Importing XML, CSV, Text, and MS Excel Files into MySQL

My most recent articles, Importing XML Data into MySQL Tables Using a Stored Procedure and Enhance Your MySQL XML Import Procedures using Prepared Statements, explored how capable stored procedures were in importing XML-formatted data. At the end of those articles, I concluded that as a DIY solution, stored procs are indeed a viable option. For those of you less inclined to write and maintain your own import code, there are tools that can markedly simplify the importing of data from various sources.  In today’s article, I’m going to demonstrate how to use the Navicat Database Admin Tool to acquire data from XML, .csv, .txt, and Excel files.

Why Navicat?

In previous articles I employed a free MySQL GUI front-end called HeidiSQL.  It was a great product, but, as some readers were apt to point out, it’s only available on Windows platforms.  In an effort to meet the needs of the majority of readers, I opted to go with a product that runs on all the major OSes, namely the big three: Windows, Mac, and Linux.

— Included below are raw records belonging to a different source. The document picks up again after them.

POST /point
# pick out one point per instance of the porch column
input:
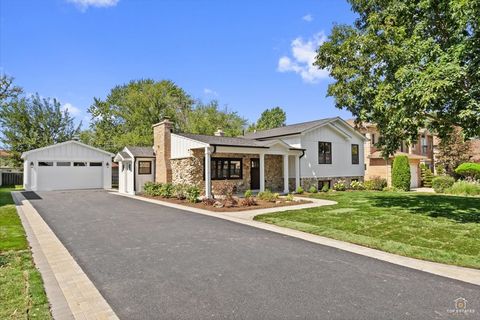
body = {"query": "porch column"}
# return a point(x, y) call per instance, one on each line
point(297, 172)
point(208, 173)
point(285, 174)
point(262, 171)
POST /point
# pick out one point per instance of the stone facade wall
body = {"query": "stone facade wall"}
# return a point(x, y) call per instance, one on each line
point(190, 171)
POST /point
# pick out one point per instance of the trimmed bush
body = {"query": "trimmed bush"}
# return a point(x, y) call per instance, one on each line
point(166, 190)
point(440, 183)
point(469, 170)
point(357, 185)
point(376, 183)
point(401, 173)
point(464, 188)
point(427, 175)
point(192, 193)
point(340, 185)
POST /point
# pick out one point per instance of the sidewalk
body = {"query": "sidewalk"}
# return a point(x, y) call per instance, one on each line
point(246, 217)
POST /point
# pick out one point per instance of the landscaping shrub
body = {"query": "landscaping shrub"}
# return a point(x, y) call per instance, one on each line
point(401, 173)
point(248, 201)
point(166, 190)
point(376, 183)
point(469, 170)
point(427, 175)
point(464, 188)
point(357, 185)
point(340, 185)
point(152, 188)
point(180, 191)
point(192, 193)
point(268, 195)
point(440, 183)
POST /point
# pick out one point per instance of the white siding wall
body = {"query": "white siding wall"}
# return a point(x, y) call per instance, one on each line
point(142, 178)
point(341, 154)
point(181, 146)
point(65, 152)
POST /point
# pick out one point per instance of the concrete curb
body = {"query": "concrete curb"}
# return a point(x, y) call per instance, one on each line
point(69, 290)
point(458, 273)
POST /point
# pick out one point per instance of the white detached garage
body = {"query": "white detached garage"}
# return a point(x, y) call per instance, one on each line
point(67, 165)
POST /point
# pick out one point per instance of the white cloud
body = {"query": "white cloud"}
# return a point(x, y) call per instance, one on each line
point(74, 111)
point(84, 4)
point(307, 17)
point(303, 57)
point(210, 92)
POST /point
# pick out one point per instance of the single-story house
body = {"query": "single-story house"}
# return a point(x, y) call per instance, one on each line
point(282, 159)
point(67, 165)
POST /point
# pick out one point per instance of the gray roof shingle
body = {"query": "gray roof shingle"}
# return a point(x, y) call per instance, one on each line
point(141, 151)
point(286, 130)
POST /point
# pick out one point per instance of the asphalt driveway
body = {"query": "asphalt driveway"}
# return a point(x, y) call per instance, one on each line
point(155, 262)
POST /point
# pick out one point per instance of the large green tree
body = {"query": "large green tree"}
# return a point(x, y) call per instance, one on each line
point(33, 122)
point(127, 114)
point(269, 119)
point(405, 65)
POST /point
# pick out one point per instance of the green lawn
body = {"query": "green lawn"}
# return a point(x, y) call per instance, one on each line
point(21, 289)
point(432, 227)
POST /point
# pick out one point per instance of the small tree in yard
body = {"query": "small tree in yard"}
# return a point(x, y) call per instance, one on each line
point(401, 173)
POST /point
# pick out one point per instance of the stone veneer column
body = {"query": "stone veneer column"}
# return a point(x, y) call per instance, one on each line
point(162, 147)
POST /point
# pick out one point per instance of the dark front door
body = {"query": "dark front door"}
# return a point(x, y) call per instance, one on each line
point(254, 174)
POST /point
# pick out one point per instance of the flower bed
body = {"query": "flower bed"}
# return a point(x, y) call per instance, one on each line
point(224, 201)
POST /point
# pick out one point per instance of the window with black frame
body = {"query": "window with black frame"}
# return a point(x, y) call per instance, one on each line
point(324, 152)
point(355, 154)
point(226, 168)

Navicat is also a well-maintained product with an extremely large user base. Both those traits mean that bugs will be stamped out very quickly.  Not that there would be many bugs left to find; at version 11.0.17, it’s a highly stable product at this point.

Note that this is a commercial product and requires a license after the free trial of 30 days.  By that time you should have a much better idea whether or not it’s something that you want to invest in or not.

Getting Started

The trial version of Navicat for MySQL may be downloaded from the company’s website.  The 30-day trial version of the software is identical to the full Enterprise Edition so you can get the full impression of all its features.  Moreover, registering with PremiumSoft via the location 3 links gives you free email support during the 30-day trial.

After you’ve downloaded the installation program, launch it and follow the instructions on each screen of the wizard to complete the installation. 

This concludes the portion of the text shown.